This repository contains the implementation of the meta-learning framework described in the paper "Transferable Binding Principles Meta-Learnig for Cross-Domain Drug-Target Interaction Prediction".
- Python 3.8 or higher
- PyTorch (compatible with your CUDA version, if using GPU)
- Learn2Learn
- PyTorch Lightning
- And other dependencies listed in
requirements.txt
To set up the environment, follow these steps:
-
Clone the repository:
git clone https://github.com/lian-xiao/BioBridge.git cd BioBridge
-
Create a virtual environment (optional but recommended):
python -m venv venv source venv/bin/activate # On Windows use `venv\Scripts\activate`
-
Install the dependencies:
pip install -r requirement.txt
To run the regular learning mode, execute the following command:
python Dti_cnn_main.py
This script will train the model using the regular learning approach as described in the paper.

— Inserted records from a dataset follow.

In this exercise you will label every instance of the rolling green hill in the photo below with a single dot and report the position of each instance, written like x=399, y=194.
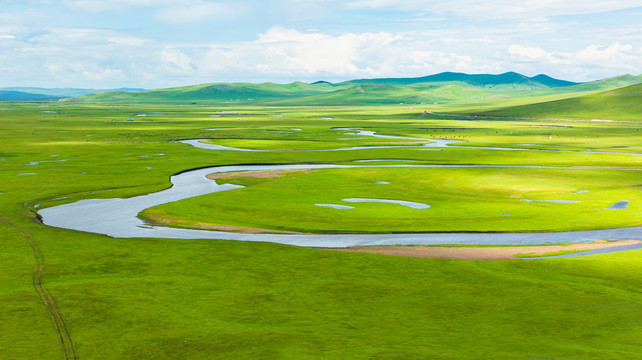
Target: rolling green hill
x=10, y=95
x=212, y=93
x=389, y=94
x=440, y=88
x=621, y=103
x=504, y=82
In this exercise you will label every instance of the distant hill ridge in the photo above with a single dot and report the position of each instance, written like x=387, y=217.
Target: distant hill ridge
x=620, y=103
x=478, y=80
x=446, y=87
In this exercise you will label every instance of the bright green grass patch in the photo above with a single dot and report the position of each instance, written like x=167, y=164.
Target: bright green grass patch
x=470, y=199
x=203, y=299
x=554, y=253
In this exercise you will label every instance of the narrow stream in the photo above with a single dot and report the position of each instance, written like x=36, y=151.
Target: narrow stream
x=118, y=217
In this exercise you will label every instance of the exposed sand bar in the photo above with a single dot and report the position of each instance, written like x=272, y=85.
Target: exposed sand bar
x=485, y=253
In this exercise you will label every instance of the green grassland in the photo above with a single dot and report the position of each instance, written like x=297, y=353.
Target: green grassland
x=621, y=103
x=481, y=199
x=204, y=299
x=439, y=88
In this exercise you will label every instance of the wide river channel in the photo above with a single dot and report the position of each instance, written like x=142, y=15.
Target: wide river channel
x=118, y=217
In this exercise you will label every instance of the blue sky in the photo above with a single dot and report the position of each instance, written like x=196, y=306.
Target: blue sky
x=163, y=43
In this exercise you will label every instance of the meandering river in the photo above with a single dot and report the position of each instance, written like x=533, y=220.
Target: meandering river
x=118, y=217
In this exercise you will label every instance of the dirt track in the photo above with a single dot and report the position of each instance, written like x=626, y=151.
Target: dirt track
x=482, y=253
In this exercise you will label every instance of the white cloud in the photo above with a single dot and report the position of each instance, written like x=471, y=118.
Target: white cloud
x=175, y=59
x=591, y=62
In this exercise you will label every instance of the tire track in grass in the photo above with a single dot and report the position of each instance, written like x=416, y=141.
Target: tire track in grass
x=45, y=296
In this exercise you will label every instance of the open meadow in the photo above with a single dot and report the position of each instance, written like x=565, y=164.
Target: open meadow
x=500, y=166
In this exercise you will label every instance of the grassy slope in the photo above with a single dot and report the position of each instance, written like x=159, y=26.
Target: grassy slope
x=621, y=103
x=506, y=81
x=190, y=299
x=210, y=93
x=460, y=200
x=445, y=87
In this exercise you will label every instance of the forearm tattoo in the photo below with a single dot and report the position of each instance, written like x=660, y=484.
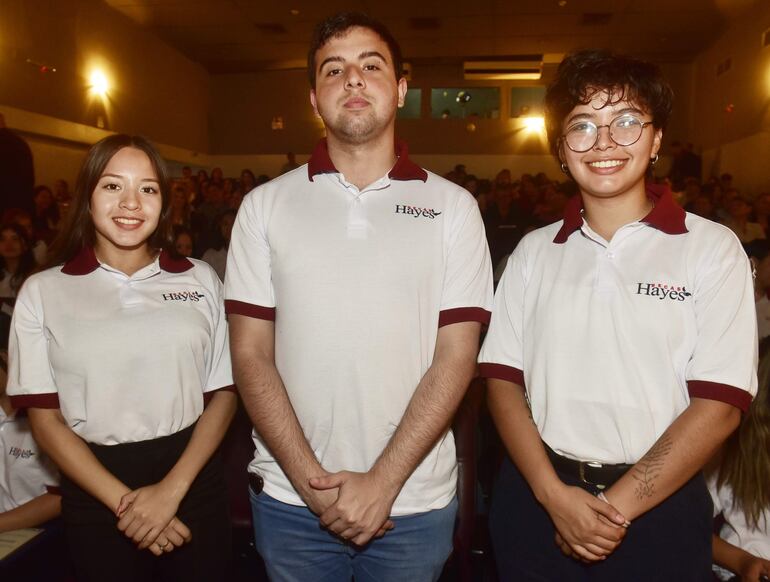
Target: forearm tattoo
x=649, y=467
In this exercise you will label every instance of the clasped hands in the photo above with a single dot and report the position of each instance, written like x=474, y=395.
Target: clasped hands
x=354, y=506
x=148, y=517
x=587, y=528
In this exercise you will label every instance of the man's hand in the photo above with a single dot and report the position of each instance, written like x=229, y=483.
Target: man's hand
x=362, y=508
x=145, y=512
x=590, y=528
x=753, y=567
x=175, y=534
x=319, y=500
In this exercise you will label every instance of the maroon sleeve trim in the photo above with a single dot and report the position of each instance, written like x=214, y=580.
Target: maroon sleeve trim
x=207, y=396
x=233, y=307
x=22, y=401
x=461, y=314
x=722, y=392
x=502, y=372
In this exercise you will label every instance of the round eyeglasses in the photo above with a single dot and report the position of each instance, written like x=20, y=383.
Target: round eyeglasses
x=624, y=130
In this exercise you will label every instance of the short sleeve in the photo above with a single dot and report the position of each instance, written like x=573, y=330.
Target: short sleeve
x=467, y=292
x=502, y=353
x=31, y=381
x=248, y=280
x=220, y=373
x=724, y=362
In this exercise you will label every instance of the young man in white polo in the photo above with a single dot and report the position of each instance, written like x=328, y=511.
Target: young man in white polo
x=356, y=289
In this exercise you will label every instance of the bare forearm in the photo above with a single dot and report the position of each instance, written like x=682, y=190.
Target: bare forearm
x=430, y=410
x=680, y=452
x=74, y=458
x=35, y=512
x=513, y=419
x=206, y=437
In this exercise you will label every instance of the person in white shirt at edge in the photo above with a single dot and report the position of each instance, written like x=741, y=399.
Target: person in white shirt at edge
x=115, y=355
x=356, y=288
x=29, y=483
x=738, y=482
x=621, y=351
x=759, y=254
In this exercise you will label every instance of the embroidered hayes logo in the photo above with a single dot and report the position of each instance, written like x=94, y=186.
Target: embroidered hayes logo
x=19, y=453
x=663, y=291
x=183, y=296
x=416, y=211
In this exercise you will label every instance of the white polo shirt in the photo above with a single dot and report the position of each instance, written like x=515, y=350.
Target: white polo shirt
x=25, y=472
x=125, y=358
x=763, y=316
x=358, y=283
x=612, y=339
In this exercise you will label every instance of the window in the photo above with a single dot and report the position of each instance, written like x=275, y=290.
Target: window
x=412, y=102
x=527, y=101
x=462, y=102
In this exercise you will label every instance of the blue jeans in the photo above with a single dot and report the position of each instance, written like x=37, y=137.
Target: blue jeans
x=296, y=548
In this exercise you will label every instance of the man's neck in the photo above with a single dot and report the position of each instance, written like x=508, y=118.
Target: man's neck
x=362, y=164
x=606, y=215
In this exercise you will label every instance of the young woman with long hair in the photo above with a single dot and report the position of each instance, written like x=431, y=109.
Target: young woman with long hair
x=740, y=488
x=119, y=352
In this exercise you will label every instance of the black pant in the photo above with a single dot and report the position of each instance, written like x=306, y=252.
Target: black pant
x=669, y=543
x=101, y=552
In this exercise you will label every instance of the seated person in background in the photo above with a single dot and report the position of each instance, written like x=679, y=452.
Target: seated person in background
x=759, y=253
x=16, y=259
x=183, y=241
x=738, y=483
x=16, y=264
x=24, y=220
x=738, y=221
x=29, y=483
x=216, y=256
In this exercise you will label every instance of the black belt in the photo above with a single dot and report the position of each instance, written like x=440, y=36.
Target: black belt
x=592, y=473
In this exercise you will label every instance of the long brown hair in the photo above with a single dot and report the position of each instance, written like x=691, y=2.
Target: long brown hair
x=745, y=465
x=78, y=230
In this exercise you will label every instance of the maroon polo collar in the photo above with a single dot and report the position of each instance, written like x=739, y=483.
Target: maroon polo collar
x=667, y=216
x=85, y=262
x=404, y=169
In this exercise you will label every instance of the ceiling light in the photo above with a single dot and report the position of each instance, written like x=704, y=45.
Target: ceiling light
x=99, y=83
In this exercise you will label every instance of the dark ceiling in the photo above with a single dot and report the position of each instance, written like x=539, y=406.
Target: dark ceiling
x=238, y=36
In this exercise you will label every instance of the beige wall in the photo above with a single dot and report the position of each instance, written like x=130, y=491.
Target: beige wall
x=243, y=107
x=739, y=141
x=155, y=90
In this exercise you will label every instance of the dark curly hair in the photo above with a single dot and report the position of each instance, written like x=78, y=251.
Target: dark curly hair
x=338, y=25
x=583, y=74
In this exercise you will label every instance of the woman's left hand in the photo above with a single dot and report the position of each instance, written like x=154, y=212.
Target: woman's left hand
x=145, y=512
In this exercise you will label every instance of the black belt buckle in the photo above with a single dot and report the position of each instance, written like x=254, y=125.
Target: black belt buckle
x=256, y=483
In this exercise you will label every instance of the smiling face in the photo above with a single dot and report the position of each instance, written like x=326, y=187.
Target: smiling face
x=12, y=245
x=607, y=169
x=126, y=203
x=356, y=92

To run the script using the CADA module for cross-domain drug-target interaction prediction, execute the following command:
python CADA/main.py
This script will utilize the CADA module to assist in predicting drug-target interactions across different domains, as detailed in the paper.
To run the meta-learning mode, execute the following command:
python Dti_cnn_meta.py
This script will train the model using the meta-learning strategy as described in the paper.